Before the advent of social media/networking platforms, the majority of internet piracy was attributed to P2P file-sharing platforms such as Napster, Pirate Bay and BitTorrent. However, sharing of infringing or pirated content on social media platforms such as Facebook, Twitter and YouTube poses a novel set of problems. Unlike P2P file-sharing platforms, which are popularly considered to be vehicles of infringement, the primary function of social media platforms is social networking and communication; piracy/infringement here is only incidental.

The primary problem posed by P2P sharing of infringing/pirated content, especially on social media, is rapid sharing and re-posting across various platforms which makes it virtually impossible for an aggrieved party to identify and trace each infringing copy of the work. Since the internet is not limited by any territorial boundaries, the same content is being rapidly shared and viewed in different countries.
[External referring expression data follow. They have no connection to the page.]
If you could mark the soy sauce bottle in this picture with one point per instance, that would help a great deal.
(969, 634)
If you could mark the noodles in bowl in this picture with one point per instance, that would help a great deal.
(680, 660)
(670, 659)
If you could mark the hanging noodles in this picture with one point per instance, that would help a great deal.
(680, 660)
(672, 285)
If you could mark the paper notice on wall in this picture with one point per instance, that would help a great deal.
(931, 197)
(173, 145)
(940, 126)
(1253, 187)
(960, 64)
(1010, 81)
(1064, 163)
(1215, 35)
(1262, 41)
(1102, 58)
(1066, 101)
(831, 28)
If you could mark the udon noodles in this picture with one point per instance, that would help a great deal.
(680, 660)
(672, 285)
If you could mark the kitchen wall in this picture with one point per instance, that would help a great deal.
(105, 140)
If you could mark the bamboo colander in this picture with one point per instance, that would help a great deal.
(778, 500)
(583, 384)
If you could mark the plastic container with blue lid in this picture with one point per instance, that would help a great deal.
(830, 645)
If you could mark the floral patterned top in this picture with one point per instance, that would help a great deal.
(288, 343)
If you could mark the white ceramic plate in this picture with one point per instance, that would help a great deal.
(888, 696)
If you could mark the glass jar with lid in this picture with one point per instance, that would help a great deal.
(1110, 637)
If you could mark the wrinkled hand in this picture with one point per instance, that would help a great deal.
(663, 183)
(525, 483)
However, court orders are typically restricted to the territorial boundaries over which the court exercises jurisdiction. As a result, even if the content owner approaches a court for relief, and the content/posts are found to be infringing, effective relief is very difficult to obtain. Particularly when content goes viral on social media, it garners millions of views within a matter of minutes. Even if the infringing instances are confined to one territory at first, by the time a content owner approaches the appropriate forum and obtains relief, the content is likely to have already been shared outside the territory.

No global remedy

Copyright is often called a global right, but it is without a global remedy at present. The only recourse available to a content owner is to approach courts separately in all jurisdictions, which is not only cost and time-intensive but often logistically impossible.

The issue of copyright liability on social media networks arises at two levels: that of the user and that of the social media platforms or the intermediary. Whereas copyright liability of the user is always a primary liability, that of the intermediary is secondary vis-à-vis the content posted by its users. Further, secondary liability contemplates actual knowledge of infringement on the part of the intermediary as opposed to general awareness.

Most social media networks employ terms and conditions that prohibit their users from posting third-party copyrighted works without authorisation of the copyright owner. As such, relief can be obtained only against the user, as the only party vested with primary liability. However, individually tracing every infringing copy of the work may be practically impossible for copyright owners.

With the proliferation of social media networks, the viral transmission of copyrighted content on these platforms can have an alarming and diminishing effect on the copyright of authors/content owners. The lack of effective remedy has led to content owners going after file-sharing platforms since they are viewed as facilitating piracy, an approach that is widely considered to be detrimental to innovation.